CHAPITRE II
DISPOSITIONS RELATIVES À LA JURIDICTION DE PROXIMITÉ

Article 3
(art. L. 331-2 du code de l'organisation judiciaire)
Compétence générale de la juridiction de proximité
en matière d'action personnelle ou mobilière

Le présent article a pour objet de modifier l'article L. 331-2 du code de l'organisation judiciaire afin d'étendre le champ de compétence de la juridiction de proximité en matière civile.

? La compétence actuelle des juridictions de proximité en matière personnelle mobilière

De création récente, l'article L. 331-2 a été inséré dans le code de l'organisation judiciaire par la loi n° 2002-1138 du 9 septembre 2002 d'orientation et de programmation pour la justice .

Actuellement , la juridiction de proximité a vocation à traiter les affaires personnelles mobilières qui recouvrent les affaires portant uniquement sur un droit de créance . Cette attribution s'entend dans les limites d'un taux de compétence général fixé à 1.500 euros . L'affaire dont la valeur est indéterminée est portée à la connaissance de la juridiction de proximité, sous réserve que l'action ait pour origine l'exécution d'une obligation dont le montant n'excède pas 1.500 euros.

Sont principalement visés par ces dispositions les litiges de la vie quotidienne .

Deux restrictions au champ d'intervention de cette juridiction ont été prévues par le législateur.

D'une part, l'accès aux juridictions de proximité ne concerne qu'une seule catégorie de justiciables : les particuliers . D'autre part, les litiges liés aux besoins de la vie professionnelle sont exclus du champ de compétence de ces tribunaux.

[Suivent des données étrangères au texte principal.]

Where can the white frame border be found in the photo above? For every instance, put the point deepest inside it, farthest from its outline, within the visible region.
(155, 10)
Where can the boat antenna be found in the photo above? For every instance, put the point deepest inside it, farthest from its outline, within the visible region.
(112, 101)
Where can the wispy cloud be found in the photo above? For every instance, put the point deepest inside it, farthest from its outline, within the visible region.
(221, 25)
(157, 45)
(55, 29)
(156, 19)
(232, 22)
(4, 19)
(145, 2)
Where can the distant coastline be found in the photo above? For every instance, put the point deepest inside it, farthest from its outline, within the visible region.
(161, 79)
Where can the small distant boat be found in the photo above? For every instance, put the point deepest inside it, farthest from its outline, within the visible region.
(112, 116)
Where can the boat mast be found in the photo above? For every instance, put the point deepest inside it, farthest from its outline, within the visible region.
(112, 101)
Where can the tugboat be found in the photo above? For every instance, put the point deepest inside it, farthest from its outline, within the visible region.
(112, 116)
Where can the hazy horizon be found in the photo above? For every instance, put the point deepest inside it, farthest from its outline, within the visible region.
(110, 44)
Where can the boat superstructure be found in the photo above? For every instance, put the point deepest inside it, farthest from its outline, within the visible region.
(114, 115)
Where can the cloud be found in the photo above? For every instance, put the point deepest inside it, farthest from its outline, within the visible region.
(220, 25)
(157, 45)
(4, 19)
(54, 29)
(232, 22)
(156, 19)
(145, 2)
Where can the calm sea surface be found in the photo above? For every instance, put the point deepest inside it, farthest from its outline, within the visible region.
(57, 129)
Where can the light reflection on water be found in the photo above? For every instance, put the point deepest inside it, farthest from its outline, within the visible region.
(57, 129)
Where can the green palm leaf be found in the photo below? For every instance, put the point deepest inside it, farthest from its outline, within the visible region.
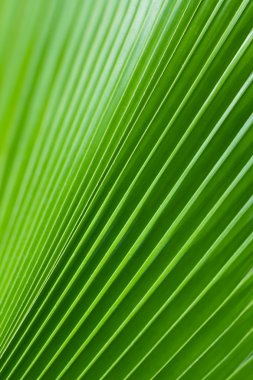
(126, 189)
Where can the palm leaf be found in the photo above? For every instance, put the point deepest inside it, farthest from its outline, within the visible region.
(126, 189)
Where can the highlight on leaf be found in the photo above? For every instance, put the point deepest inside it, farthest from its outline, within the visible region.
(126, 189)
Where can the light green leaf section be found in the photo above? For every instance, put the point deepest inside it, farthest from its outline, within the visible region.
(126, 222)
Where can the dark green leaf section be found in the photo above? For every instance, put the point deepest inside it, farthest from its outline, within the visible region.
(126, 189)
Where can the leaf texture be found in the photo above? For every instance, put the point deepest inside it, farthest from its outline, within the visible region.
(126, 189)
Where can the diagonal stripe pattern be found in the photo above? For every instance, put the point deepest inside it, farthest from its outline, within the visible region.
(126, 189)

Ainsi, les personnes morales tels les plaideurs institutionnels (banques, opérateurs téléphoniques...), les commerçants ainsi que les entrepreneurs individuels continuent de porter leur litige devant les tribunaux d'instance.

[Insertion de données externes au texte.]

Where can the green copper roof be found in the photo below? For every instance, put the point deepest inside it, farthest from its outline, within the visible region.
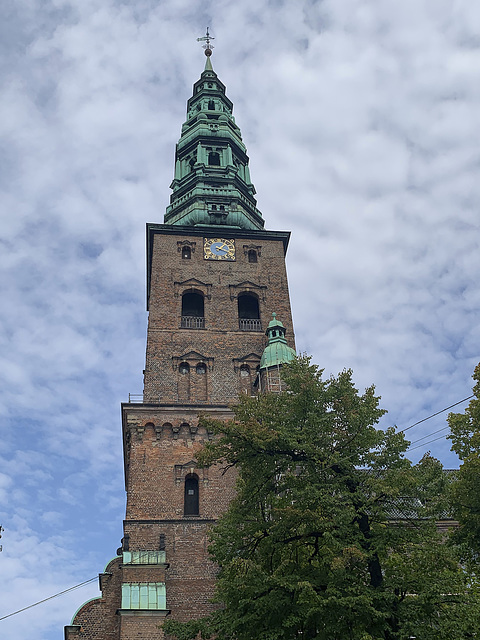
(212, 185)
(277, 351)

Compte tenu de la modicité des sommes en jeu, la juridiction de proximité statue en dernier ressort . Toute possibilité d'appel est exclue.

Ce principe n'a pas semblé choquant au législateur, ce seuil étant inférieur au taux de dernier ressort, fixé à 3.800 euros par le code de l'organisation judiciaire, en deçà duquel le tribunal d'instance comme le tribunal de grande instance jugent les litiges sans appel possible. En outre, le législateur a prévu un dispositif original validé par le Conseil constitutionnel 30 ( * ) permettant aux juges de proximité confrontés à une difficulté juridique sérieuse de renvoyer l'affaire devant le tribunal d'instance auquel il revient alors de statuer en qualité de juge de proximité (article L. 331-4 du code de l'organisation judiciaire).

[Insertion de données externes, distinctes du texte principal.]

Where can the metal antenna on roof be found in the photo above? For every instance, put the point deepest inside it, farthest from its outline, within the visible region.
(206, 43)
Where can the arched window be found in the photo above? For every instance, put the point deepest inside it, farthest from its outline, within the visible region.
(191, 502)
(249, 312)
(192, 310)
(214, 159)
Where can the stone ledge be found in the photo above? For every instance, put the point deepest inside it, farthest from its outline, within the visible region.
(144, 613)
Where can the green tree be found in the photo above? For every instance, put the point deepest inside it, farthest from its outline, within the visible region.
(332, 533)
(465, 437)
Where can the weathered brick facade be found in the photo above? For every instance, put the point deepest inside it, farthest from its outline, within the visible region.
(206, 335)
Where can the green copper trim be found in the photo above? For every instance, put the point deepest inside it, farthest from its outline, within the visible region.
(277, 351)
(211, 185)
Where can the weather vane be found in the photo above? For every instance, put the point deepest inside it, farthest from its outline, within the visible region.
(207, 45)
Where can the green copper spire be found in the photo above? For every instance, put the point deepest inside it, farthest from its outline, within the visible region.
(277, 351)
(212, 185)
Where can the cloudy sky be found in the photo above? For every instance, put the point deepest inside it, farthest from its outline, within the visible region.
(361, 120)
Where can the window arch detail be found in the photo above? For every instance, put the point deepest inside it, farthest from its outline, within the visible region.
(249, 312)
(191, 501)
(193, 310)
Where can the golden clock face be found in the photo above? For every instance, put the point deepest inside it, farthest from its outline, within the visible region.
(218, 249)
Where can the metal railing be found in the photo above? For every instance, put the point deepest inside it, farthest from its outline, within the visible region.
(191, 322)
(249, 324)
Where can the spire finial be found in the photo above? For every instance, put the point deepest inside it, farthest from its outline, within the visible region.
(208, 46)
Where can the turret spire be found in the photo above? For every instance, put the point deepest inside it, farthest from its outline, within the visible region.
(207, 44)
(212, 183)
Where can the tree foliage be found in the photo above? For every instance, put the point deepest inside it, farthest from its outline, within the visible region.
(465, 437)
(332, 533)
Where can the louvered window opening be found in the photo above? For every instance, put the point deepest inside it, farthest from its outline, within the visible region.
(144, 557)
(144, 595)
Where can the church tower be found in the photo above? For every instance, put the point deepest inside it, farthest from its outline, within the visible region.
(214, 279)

La juridiction de proximité est également chargée de statuer sur les injonctions de faire et les injonctions de payer dans les mêmes conditions qu'en matière d'action civile. Seules les demandes d'un montant inférieur à 1.500 euros émanant de particuliers lui sont soumises.

Une mission relative à la conciliation a été assignée au juge de proximité par la loi du 9 septembre 2002. Celui-ci, à l'instar du juge d'instance, a en effet compétence pour homologuer un accord entre des parties obtenu dans le cadre d'une tentative préalable de conciliation dans la limite de son périmètre d'intervention .

Les missions confiées aux juges de proximité se sont révélées trop étroites.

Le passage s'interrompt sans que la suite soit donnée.